ChatGPT et l'avenir de la créativité

Publié le 08 janvier 2023 par Patriceb @cestpasmonidee
Depuis sa mise en ligne fin novembre, l'agent virtuel intelligent ChatGPT fascine les foules avec sa faculté d'entretenir une conversation raisonnée sur toutes sortes de thématiques. Cependant, nonobstant l'indéniable prouesse technique, je m'interroge sur l'influence de ce genre d'outils sur la capacité d'innovation et la créativité humaines.

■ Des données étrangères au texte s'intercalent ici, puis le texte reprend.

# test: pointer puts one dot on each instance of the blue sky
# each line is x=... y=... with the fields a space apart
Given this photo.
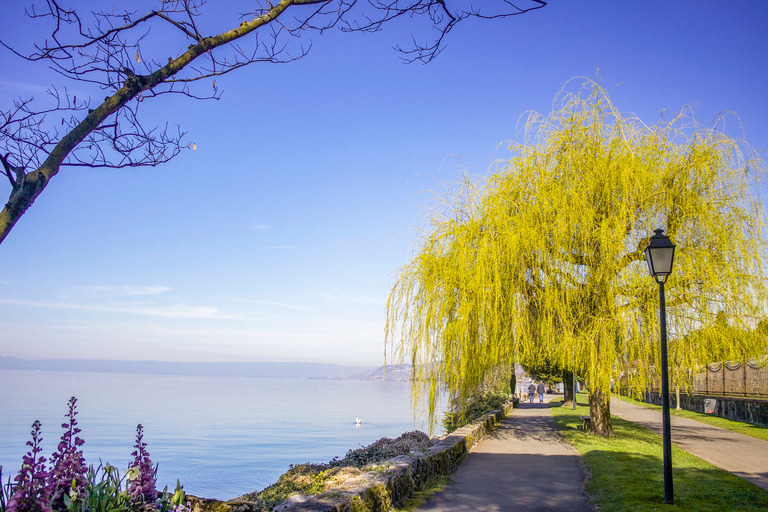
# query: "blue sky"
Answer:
x=278 y=239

Le premier facteur à considérer dans une telle réflexion est un rappel, évident mais hélas souvent perdu de vue : le service concocté par OpenAI n'est aucunement doué d'autonomie de pensée, d'esprit d'initiative ou autre inventivité. Ses compétences lui permettent seulement, d'une part, d'interpréter les questions et remarques exprimées par l'utilisateur et, d'autre part, de formuler des réponses et répliques cohérentes assemblées à partir de la connaissance préalablement injectée lors de son entraînement.
Comme le démontrent les velléités de Microsoft (qui en est cofondateur et bailleur de fonds) de l'exploiter dans le but de concurrencer le quasi monopole de Google, ChatGPT n'est en réalité qu'un moteur de recherche sous stéroïde, tout juste capable de restituer des informations existantes, éventuellement en les combinant, et nullement de produire le moindre concept original. L'observation peut d'ailleurs être généralisée à toutes les techniques d'intelligence artificielle disponibles aujourd'hui ou dans un avenir proche.

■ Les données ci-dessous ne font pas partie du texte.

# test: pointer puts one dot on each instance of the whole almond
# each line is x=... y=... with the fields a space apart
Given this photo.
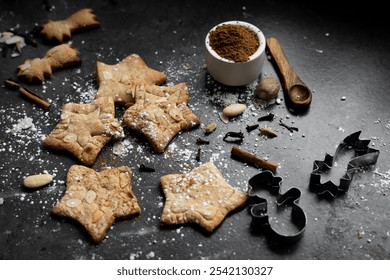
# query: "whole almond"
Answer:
x=38 y=180
x=234 y=109
x=268 y=88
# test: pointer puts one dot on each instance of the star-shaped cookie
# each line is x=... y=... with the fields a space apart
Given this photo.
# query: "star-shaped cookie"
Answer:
x=97 y=199
x=160 y=118
x=118 y=80
x=124 y=94
x=201 y=196
x=84 y=129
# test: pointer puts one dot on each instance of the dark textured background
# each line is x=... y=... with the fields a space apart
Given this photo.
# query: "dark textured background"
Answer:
x=338 y=50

Or, une fois admis que cette génération émergente d'algorithmes est loin d'être prête à élaborer spontanément de nouvelles idées, il faut ensuite s'attarder sur les multiples conséquences indirectes – dont certaines sont déjà visibles (et parfois relativement inquiétantes) – qu'elle est susceptible d'engendrer sur le mode de fonctionnement intellectuel des femmes et des hommes de notre époque, en particulier, pour rester dans le domaine qui nous intéresse ici, au niveau des processus d'innovation.

Car si la créativité reste l'apanage de l'être humain pour les – probablement longues – années qui viennent, il s'agit de continuer à donner à ce dernier les moyens de la développer, l'entretenir et l'exercer (sauf à décider de s'en passer, ce qui, dans la situation actuelle de la planète, ne devrait pas être une option). Naturellement, l'éducation joue un rôle essentiel dans ce registre : c'est d'abord à l'école que chaque individu doit apprendre à stimuler et renforcer son aptitude à l'analyse critique et l'invention.

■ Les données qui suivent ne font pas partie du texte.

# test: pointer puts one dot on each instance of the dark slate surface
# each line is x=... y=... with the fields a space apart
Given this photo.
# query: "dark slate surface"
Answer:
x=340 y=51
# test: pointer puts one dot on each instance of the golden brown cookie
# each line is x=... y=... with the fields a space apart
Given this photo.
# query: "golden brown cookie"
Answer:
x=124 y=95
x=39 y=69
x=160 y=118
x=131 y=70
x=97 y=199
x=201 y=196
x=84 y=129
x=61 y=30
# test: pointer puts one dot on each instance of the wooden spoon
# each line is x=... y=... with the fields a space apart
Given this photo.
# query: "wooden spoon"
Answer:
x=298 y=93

Mais, pour ce faire, une culture générale et spécialisée, riche et diversifiée, constitue un prérequis indispensable, car les idées neuves naissent généralement des croisements et des chocs entre celles qui les ont précédées. Malheureusement, les outils informatiques modernes, dont ChatGPT représente maintenant le point culminant, induisent un certain dédain vis-à-vis de ces enseignements : à quoi bon s'encombrer la tête de données qui, de toutes manières, sont toujours à portée de clavier ou de téléphone ?
Alors que les dystopies classiques, de I, Robot à Matrix (au cinéma), envisagent la prise de pouvoir par les robots devenus, d'une certaine manière, plus intelligents que l'homme, il se pourrait que l'évolution à laquelle nous assistons désormais prenne une tournure inverse : l'adoption de machines plutôt bêtes (en dépit de leur caractérisation par l'IA) risque de réduire les dispositions intellectuelles des personnes qui se satisfont de leur utilisation et perdent alors le désir autant que la faculté de dépasser leurs limites.